Como funciona o golpe do falso advogado

Você recebe uma ligação urgente. Do outro lado da linha, uma voz séria e convincente diz ser um advogado. Ele tem seu nome completo, o número do processo em que você é parte, e até menciona o juiz responsável. Em seguida, pede um pagamento “urgente” via Pix, alegando que isso evitará uma suposta penhora, multa ou perda de prazos. O que parece um atendimento jurídico atencioso é, na verdade, um golpe.

Essa fraude tem nome: “golpe do falso advogado”. E só em 2025, a OAB/SP já recebeu mais de 1.500 denúncias dessa prática.

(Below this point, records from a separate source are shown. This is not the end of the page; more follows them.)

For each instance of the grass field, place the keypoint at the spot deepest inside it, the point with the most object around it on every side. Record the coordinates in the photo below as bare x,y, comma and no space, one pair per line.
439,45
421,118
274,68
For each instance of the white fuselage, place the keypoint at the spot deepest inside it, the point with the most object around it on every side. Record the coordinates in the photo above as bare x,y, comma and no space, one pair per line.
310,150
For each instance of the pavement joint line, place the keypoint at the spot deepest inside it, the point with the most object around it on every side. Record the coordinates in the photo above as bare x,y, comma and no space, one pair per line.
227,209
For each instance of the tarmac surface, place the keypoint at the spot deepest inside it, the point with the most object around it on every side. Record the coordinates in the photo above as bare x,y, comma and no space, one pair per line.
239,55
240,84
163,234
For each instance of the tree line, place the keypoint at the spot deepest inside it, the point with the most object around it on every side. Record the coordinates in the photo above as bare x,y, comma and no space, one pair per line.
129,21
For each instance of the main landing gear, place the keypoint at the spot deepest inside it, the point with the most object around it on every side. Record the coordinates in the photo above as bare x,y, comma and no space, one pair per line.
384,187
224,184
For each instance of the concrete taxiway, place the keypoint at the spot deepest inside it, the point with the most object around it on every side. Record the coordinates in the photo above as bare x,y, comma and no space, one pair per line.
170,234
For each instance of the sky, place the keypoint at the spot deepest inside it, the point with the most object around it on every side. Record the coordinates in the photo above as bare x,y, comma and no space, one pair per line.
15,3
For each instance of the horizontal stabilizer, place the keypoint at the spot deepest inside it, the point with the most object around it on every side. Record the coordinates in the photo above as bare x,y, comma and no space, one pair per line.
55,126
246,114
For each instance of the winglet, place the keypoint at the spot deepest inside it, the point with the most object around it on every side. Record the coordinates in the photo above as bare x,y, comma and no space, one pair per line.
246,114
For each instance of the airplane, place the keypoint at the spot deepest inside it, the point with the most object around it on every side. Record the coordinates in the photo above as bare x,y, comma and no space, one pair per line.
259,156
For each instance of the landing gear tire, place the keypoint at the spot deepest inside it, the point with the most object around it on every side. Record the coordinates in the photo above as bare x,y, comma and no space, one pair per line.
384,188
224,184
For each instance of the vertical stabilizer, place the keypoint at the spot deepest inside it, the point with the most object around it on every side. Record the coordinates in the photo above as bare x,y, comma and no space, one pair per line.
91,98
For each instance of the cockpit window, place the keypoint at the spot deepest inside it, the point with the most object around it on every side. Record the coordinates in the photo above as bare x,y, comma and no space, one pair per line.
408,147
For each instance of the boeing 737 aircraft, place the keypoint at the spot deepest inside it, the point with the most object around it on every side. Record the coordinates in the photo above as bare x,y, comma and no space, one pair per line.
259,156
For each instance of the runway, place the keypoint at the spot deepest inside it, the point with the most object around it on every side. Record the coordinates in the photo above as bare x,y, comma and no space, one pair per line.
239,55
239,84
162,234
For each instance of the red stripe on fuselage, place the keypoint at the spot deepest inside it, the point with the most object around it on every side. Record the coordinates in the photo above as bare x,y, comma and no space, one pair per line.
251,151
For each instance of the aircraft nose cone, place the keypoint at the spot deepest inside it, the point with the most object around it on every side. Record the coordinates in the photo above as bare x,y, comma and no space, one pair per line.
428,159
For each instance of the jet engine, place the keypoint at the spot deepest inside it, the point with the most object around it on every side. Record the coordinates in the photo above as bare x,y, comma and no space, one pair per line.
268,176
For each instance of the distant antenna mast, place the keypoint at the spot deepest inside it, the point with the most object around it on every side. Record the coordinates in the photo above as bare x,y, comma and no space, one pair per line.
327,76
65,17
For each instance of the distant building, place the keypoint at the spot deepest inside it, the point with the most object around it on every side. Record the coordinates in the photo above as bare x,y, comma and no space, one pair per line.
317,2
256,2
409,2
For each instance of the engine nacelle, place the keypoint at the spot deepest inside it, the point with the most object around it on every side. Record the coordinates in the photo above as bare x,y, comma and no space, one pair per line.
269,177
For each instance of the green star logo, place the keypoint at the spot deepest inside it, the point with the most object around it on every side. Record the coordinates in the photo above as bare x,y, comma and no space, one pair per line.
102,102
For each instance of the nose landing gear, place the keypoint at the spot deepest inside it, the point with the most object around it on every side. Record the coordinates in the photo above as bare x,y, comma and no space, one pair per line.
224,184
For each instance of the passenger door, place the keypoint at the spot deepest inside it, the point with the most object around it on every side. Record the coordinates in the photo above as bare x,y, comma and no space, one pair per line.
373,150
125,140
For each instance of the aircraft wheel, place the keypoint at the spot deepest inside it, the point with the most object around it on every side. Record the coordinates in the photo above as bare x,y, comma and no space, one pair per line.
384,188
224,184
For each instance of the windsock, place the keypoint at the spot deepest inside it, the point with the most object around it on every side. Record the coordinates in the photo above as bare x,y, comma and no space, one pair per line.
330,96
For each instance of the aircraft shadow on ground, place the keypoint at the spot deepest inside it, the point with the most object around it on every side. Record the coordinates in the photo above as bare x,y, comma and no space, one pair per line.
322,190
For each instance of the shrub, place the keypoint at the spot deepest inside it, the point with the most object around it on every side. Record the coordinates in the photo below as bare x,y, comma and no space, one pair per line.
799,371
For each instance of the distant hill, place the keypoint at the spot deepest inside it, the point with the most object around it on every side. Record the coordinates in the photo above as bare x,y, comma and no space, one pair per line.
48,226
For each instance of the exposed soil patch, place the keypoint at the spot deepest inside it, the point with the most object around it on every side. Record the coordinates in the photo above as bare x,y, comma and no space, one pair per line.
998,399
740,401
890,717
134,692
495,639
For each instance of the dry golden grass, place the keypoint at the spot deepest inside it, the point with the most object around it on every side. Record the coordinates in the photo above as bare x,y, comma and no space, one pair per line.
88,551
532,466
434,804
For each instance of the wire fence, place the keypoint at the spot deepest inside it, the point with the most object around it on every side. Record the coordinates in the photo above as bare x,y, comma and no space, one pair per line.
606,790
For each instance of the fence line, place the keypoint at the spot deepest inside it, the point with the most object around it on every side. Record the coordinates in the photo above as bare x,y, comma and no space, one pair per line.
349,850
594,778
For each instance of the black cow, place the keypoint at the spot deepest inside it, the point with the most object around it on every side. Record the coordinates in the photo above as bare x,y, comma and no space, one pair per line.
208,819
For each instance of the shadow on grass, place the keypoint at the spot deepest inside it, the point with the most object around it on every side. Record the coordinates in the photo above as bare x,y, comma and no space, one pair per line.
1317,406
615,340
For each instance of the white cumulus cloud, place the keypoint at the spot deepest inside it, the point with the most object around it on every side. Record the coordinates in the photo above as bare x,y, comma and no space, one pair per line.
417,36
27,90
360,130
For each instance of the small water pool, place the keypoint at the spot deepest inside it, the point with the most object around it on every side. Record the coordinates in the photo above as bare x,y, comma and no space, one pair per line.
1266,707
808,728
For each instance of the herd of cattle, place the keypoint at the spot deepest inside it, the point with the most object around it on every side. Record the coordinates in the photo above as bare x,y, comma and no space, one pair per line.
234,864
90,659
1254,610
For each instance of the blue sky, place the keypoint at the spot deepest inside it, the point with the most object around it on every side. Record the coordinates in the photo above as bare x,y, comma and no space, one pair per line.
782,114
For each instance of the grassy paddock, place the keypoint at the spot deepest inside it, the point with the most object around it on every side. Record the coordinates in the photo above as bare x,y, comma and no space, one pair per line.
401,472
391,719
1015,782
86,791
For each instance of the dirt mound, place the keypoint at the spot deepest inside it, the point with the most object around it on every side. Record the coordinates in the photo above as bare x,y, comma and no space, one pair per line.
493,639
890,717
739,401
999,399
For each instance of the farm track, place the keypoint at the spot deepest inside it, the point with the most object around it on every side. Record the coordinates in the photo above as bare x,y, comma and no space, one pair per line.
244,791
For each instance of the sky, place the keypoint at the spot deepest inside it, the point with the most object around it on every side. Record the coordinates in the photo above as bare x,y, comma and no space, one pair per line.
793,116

Um crime digital que nasce de dados públicos

Os golpistas não invadem sistemas. Eles não precisam disso. Basta acessar informações públicas de processos disponíveis em diários oficiais, plataformas como o e-SAJ ou sites de tribunais. Com esses dados em mãos, eles constroem uma narrativa personalizada que engana até mesmo pessoas experientes.

E não se trata de mensagens mal escritas ou ligações amadoras. Os criminosos utilizam:

  • e-mails com brasões oficiais forjados;
  • documentos digitalizados com aparência legítima;
  • perfis falsos de escritórios de advocacia;
  • e até videochamadas feitas em ambientes que simulam escritórios jurídicos.

É a engenharia social digital levada a outro nível: o criminoso manipula a vítima explorando a confiança que ela deposita na Justiça e na advocacia.

Quais crimes estão envolvidos?

As práticas mais comuns nesse tipo de fraude configuram:

  • Estelionato digital – Art. 171 do Código Penal;
  • Associação criminosa – Art. 288 do Código Penal;
  • Possivelmente ainda falsidade ideológica e uso indevido de identidade profissional.

Cada caso pode variar, mas o padrão de ação é sempre o mesmo: induzir a vítima ao erro por meio da simulação de uma relação jurídica legítima, com o objetivo de obter vantagem financeira indevida.

Investigação e desafios

A Polícia Civil e a OAB/SP vêm atuando em conjunto para investigar e coibir essa prática. Porém, como destaca o relatório da DCCIBER (Delegacia de Crimes Cibernéticos), a limitação de recursos humanos e tecnológicos dificulta o rastreamento em massa desse tipo de crime, especialmente quando há uso de linhas telefônicas de difícil rastreamento ou contas bancárias de “laranjas”.

Por isso, a cooperação técnica entre entidades públicas e privadas, inclusive com empresas de tecnologia e instituições bancárias, torna-se fundamental.

Como se proteger?

  1. Desconfie de urgência e pressão por pagamento imediato.
  2. Confirme diretamente com seu advogado (ou consulte a OAB) antes de fazer qualquer pagamento.
  3. Desconfie de contatos que usam e-mails genéricos, WhatsApp com números desconhecidos ou dados excessivamente técnicos sem contexto.
  4. Nunca faça transferências para contas em nome de pessoas físicas sem confirmação legal.

E se você for vítima? Registre imediatamente boletim de ocorrência e, se possível, procure ajuda especializada em crimes digitais ou perícia forense para preservar as evidências da fraude (mensagens, comprovantes, números, perfis falsos).